In order to increase symmetry, Kim created a special "space of spaces", which is the tie to gauge theory, that creates many more opportunities for real numbers to be analyzed with an eye to exposing symmetries. Interestingly, Dr. Kim describes in his work that a solution to his problem is analogous to the trajectory of light, which relies on what physicists call "the principle of least action", meaning the photon will take whatever route is the most convenient in terms of time, like a commuter seeking out all the shortcuts on the way home. He firmly believes that an analogous principle lies at the heart of real numbers. It's hard to explain why this is so important, but I'll try. Rene Decartes once quipped that when he deconstructed Euclid's elements, he noticed that the ancient geek (sic) seemed to rely upon a method of analysis that has since been lost. Descartes said he detected a "certain wicked slyness" in Euclid's work. Work like Dr. Kim's takes us back closer to the intellectual level of High Antiquity, as Jefferson put it. We need to recover that lost analysis.
The deeper picture here, which members of the Giza Community may observe, is that Dr. Kim has noticed the analogy between light and real number representations. And this clue opens the door to consider Dr. Kim's work in relation to Leibniz's Characteristica Universalis, and Goedel's incompleteness theorem.
With respect to Leibniz, Dr. Kim has taken us a few steps closer to revealing (at least publicly) the set of universal principles of systems that can be comprehended by thought. When implicate connections are revealed between two very disparate disciplines, that's a good clue that we are getting closer to Leibnitz's vision. A 17th century natural philosopher and mathematician and the inventor of integral calculus, Leibniz thought that if the universal principles, forms, and methods, of thought itself could be uncovered, that a form of analysis could be generated that would provide a universal analysis of situation that could be applied anywhere that thought could be applied. If it sounds a lot like artificial intelligence, that's because it is analogous to it. But Leibnitz himself was publicly aiming for a universal language of proof.

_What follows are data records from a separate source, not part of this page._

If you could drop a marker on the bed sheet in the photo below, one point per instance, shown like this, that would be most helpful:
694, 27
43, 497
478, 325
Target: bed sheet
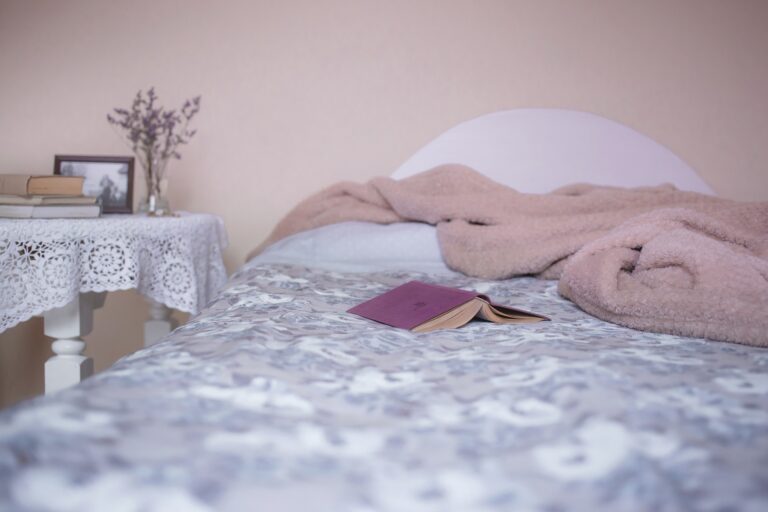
273, 398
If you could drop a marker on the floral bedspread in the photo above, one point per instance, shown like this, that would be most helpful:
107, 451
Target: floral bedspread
274, 398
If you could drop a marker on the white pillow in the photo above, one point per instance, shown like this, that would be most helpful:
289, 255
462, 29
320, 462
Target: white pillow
360, 247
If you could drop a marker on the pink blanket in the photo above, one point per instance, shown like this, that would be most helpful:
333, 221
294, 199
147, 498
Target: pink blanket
657, 258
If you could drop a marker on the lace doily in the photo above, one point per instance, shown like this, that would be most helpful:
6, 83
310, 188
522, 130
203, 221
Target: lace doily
44, 264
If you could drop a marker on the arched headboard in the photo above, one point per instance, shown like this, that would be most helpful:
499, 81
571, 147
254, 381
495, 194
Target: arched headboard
538, 149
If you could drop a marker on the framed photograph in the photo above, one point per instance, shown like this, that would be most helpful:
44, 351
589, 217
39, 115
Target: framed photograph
108, 177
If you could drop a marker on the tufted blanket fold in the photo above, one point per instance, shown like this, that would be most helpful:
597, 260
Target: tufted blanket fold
653, 258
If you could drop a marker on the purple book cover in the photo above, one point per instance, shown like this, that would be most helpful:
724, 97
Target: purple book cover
412, 304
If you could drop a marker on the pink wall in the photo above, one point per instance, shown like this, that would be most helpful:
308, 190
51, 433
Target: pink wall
300, 94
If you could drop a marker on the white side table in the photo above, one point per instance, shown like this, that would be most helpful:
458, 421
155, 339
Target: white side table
62, 268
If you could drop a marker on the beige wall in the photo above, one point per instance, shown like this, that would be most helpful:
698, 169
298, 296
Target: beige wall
300, 94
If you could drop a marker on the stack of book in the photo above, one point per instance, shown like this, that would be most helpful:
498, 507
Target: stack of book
45, 197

With respect to Kurt Goedel, Einstein's "best pal" at Princeton, the application of "space of spaces" sounds eerily like "the set of all sets" ensconced in his famous theory of incompleteness. The emergence of correlations between physics and real number theory, both the logic of encapsulating sets, and the difficulty of finding perfect symmetry, may point to the potential revelation of incompleteness in real number theory. To put it farm simple, "the closer you get, the further away you become."
Perhaps in fifty years, or two centuries Dr. Kim's intellectual descendants will discover that the real numbers are a kind of physics. But for now, the exciting possibility that mathematics and physics might someday reconverge is a remote, but actually real, possibility.